Failed tasks in SDDC 5.2
Notes on failed tasks in SDDC 5.2
Failed tasks in SDDC
Recenlty I faced a weird case with VMware, out of nowhere failed tasks started to show on my SDDC, intially I thought it was something related to password expired, but no, not this time.
The logs don’t lie
People lie, but the logs don’t. After a couple days working with VMware support and we didn’t seem to find any clue of what was happening, by accident I saw something on the SOS healthcheck that caught my attention, it was complaining that the SDDC had problems to connect to my host through API (port 443).
How to run a health check on SDDC
1
/opt/vmware/sddc-support/sos --health-check --domain-name ALL --skip-cert-check
1
2
3
4
5
6
7
| 21 | ESXi : testhost1.9tec.local | Ping status | GREEN |
| | | API Connectivity status | RED |
| 21 | ESXI : testhost1.9tec.local | svc-vcf-testhost1 | Jul 20, 2025 | Never | Never | GREEN |
| | | root | - | - | - | Failed to get details |
| 21 | ESXi : testhost1.9tec.local | NTP Status | YELLOW |
| | | ESX Time | YELLOW |
Dang, it reminded me of a situation I found not long ago, where my vSphere replication was causing the reverse proxy on ESXi to exhaust the sessions (the limit is 128). Reference: ESXi hosts go unresponsive on the vCenter Server with maximum connection exceeded for the envoy proxy.
Well well, let’s take a look on the envoy.log on this particular host and see what’s going on
1
2
3
less /var/log/envoy.log
## or
less /var/log/envoy.log
Search by the word “exceed” and you’ll see if there are any evidences of exceeding max connections
1
2
3
4
2025-08-13T22:14:06.853Z In(166) envoy[2100238]: "2025-08-13T22:13:57.261Z warning envoy[2100869] [Originator@6876 sub=filter] [Tags: "ConnectionId":"696461"] remote https connections exceed max allowed: 128"
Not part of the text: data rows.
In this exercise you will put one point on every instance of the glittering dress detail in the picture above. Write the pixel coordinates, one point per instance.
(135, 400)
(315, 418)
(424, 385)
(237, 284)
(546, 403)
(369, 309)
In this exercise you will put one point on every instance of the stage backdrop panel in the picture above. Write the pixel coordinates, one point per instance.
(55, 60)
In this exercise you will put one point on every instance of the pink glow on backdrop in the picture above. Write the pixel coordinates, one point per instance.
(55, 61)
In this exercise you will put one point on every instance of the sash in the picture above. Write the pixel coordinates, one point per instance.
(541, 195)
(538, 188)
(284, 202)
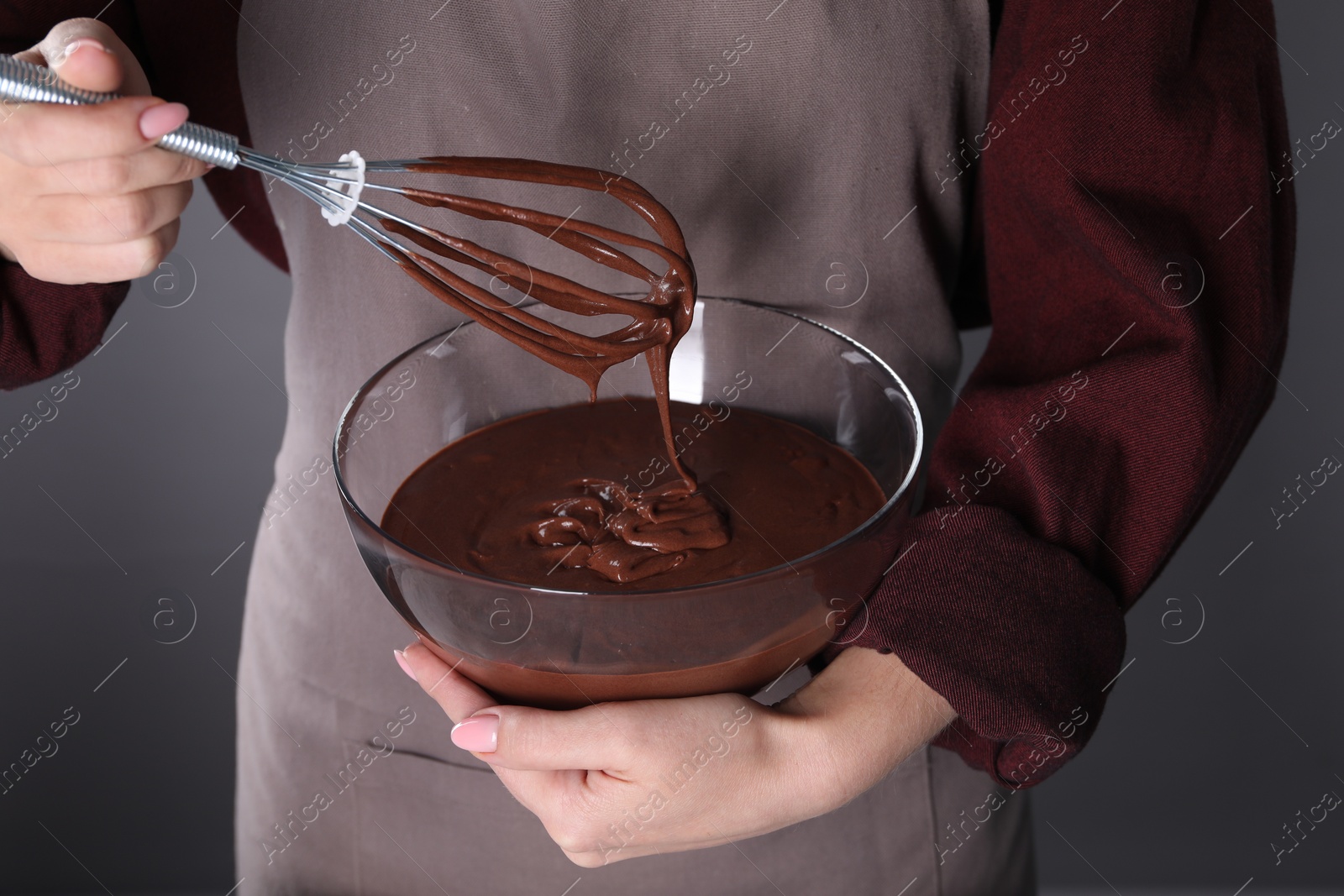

2025-08-13T22:14:06.853Z In(166) envoy[2100238]: "2025-08-13T22:13:57.261Z warning envoy[2100869] [Originator@6876 sub=filter] [Tags: "ConnectionId":"696461"] closing connection TCP<my_vcenter_IP:59956, my_esxi_IP:443>"
2025-08-13T22:14:06.853Z In(166) envoy[2100238]: "2025-08-13T22:13:57.261Z info envoy[2100869] [Originator@6876 sub=connection] [Tags: "ConnectionId":"696461"] remote address:my_vcenter_IP:59956,TLS_error:|268435588:SSL routines:OPENSSL_internal:CLIENTHELLO_TLSEXT|268435646:SSL routines:OPENSSL_internal:PARSE_TLSEXT"
The workaround
As the KB mentioned above says, there’s no fix for that, but a workaround that consists in disabling the healthcheck on the vSphere replication (that’s what is using the sessions on the ESXi hosts due to enhanced replication fancy checks)
1 - Open a SSH session to the VRMS server on both the sites.
2 - Open file /opt/vmware/hms/conf/hms-configuration.xml with a text editor`
1
vi /opt/vmware/hms/conf/hms-configuration.xml
3 - Set schedule-health-checks to false
4 - Restart HMS service on both sites
1
systemctl restart hms
5 - While configuring enhanced replication, skip the health check. Clicking the “Next” button will allow you to proceed with the replication configuration without performing the health check.